O significado da Quarta-feira e das Cinzas

Quarta-feira

Desde os primeiros tempos da Igreja, litúrgica e espiritualmente falando, nem sempre todos os dias foram igualmente importantes. À parte o domingo, dia do Senhor e festa primordial, há outros dois dias – a quarta e a sexta-feira – que cedo se destacaram pelo seu tom penitencial. Eram os dois dias de jejum semanais, tanto no Oriente como no Ocidente. Roma, posteriormente, acrescentou também o sábado.
A sexta-feira já se entende porquê: a Morte do Senhor. Mas a justificação da quarta-feira encontra-se em vários documentos dos primeiros séculos que dizem que a Última Ceia do Senhor teria tido lugar na terça-feira, e, na noite seguinte, ou seja, no começo já de quarta-feira, o Senhor foi entregue por Judas. Esta explicação encontra-se, por exemplo, na Didascália dos Apóstolos, do século II, e repete-a Santo Epifânio, no século V: «a quarta-feira e a sexta-feira transcorrem em jejum até à hora nona porque, quando começava a quarta-feira, o Senhor foi detido, e na sexta, foi crucificado.»
Além disso, cedo ainda, estes dias tiveram celebração eucarística, sobretudo no Oriente, e, depois, também no Ocidente. Mais tarde, perdeu-se o carácter de jejum da quarta-feira, e a sexta-feira ficou reduzida à *abstinência.

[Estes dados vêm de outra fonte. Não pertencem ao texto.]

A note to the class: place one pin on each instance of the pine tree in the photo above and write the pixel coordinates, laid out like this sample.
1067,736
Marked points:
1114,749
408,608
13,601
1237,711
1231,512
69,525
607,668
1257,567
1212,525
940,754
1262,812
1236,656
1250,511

O único resquício deste carácter penitencial da quarta-feira – juntamente com a sexta-feira e o sábado – persistiu até à última reforma, nas Quatro-Têmporas do ano (3.ª semana do Advento, 1.ª da Quaresma, Semana de Pentecostes e 3.ª semana de Setembro), suprimidas do calendário português.
Uma quarta-feira muito particular é a de Cinzas, com a qual se dá início à Quaresma, também agora depois da reforma. Em rigor, quando no século IV se organizaram os quarenta dias de jejum de preparação para a Páscoa, a Quaresma começava no primeiro domingo. Mas mais tarde (pelo século VI), para assegurar que houvesse quarenta dias de jejum efetivo – já que ao domingo não se jejuava – adiantou-se até à quarta-feira anterior, que passou a ser caracterizada com a cerimónia da imposição das cinzas.

Cinzas

A cinza, do latim, cinis, é o produto da combustão de algo consumido pelo fogo. Muito facilmente adquiriu um sentido simbólico de morte, caducidade, extinção e, em sentido extensivo, de humildade e penitência. Em Jn 3,6, o gesto do rei de Nínive, que se senta sobre a cinza, serve para descrever a atitude de conversão dos habitantes da cidade. Muitas vezes, encontra-se a alusão ao «pó» da terra: «eu que sou apenas cinza e pó», diz Abraão, em Gn 18,27.
Em Quarta-feira de Cinzas, a anterior ao primeiro domingo da Quaresma (ou seja, a que segue ao Entrudo), realiza-se o gesto simbólico da imposição das cinzas na cabeça, fruto da cremação das palmas do ano anterior. É um gesto de resposta à Palavra de Deus que nos convida à conversão, como início do jejum quaresmal e da caminhada de preparação para a Páscoa. A Quaresma começa com as cinzas e termina com o fogo, a água e a luz da Vigília Pascal. Sugere-se que algo deve ser queimado e destruído em nós – o homem velho – para dar lugar à novidade da vida pascal de Cristo.
O ministro, enquanto impõe as cinzas, profere uma destas duas expressões: «Arrependei-vos e acreditai no Evangelho» (Mc 1,15) ou «Lembra-te, homem, que és pó da terra e à terra hás de voltar» (Gn 3,19): um sinal e umas palavras que exprimem muito bem, por um lado, a nossa caducidade e o nosso arrependimento, e, por outro lado, a aceitação do Evangelho, ou seja, a novidade de vida que Cristo quer comunicar, em cada ano na Páscoa.